For the pipeline there are three main steps. In the harmonization step, the input image is processed such that the watermark is isolated as best as possible. The feature extraction steps involve representing this isolated watermark as a vector. Finally, similarity matching is comparing this vector representation of the watermark to a database of other watermarks and ranking which are the most similar.

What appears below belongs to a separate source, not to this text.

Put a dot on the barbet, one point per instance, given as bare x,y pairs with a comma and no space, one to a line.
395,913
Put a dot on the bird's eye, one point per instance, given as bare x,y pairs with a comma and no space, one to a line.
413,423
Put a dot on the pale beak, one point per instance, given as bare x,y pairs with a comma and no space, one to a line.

There are two main interfaces for this project, one is through the command line and the other is through a graphical user interface (GUI). How these are run can be found in 'Running the System'.

Constraints on the System

It is important to note that this in order for our system to work properly, we make several assumptions about the input that the system recieves. First, and most importantly, it is assumed that the watermark image that is input contains a watermark, and that the image is cropped around the watermark. It is also expected that the user provides input regarding whether or not the watermark is traced or not. For further information on how these inputs work, refer to the 'Running the System' section.

Running the System

There are two ways of running the system, through the command line and through a graphical user interface (GUI). Running the system in the command line is faster, but incorporates less user interaction which therefore leads to less flexibility in the harmonization. This can lead to less accuracy. On the other hand, the GUI incorporates user interaction which allows for more accurately harmonized watermarks.

Requirements

To run the system, Python 3.10 or above should be installed. After that, all the necessary libraries should be installed for this project to work. These libraries are included in the requirements.txt file. To install them run:

pip install -r requirements.txt

Running the Command Line System

The similarity matching algorithm can be executed through the command line by running main.py. There are several arguments that can be provided: the path to the input watermark image, the path to the database .pkl file, the number of similar images to output, and a flag indicating whether the watermark is traced or not. It is also possible to flag debug mode. Run the system through the terminal with:

python main.py --input_path <path/to/image.jpg> --db_path <path/to/database.pkl> --number_of_output <integer> --is_traced --debug

If the paths are not provided as arguments, the system runs with a default input path of dataset_images/Training/1_1.jpg and a default database path of database/db.pkl. Additionally, if the number of output images is not specified it defaults to 20. In order for the system to run, it is also necessary to have all required libraries installed, as described in the Requirements section of this README.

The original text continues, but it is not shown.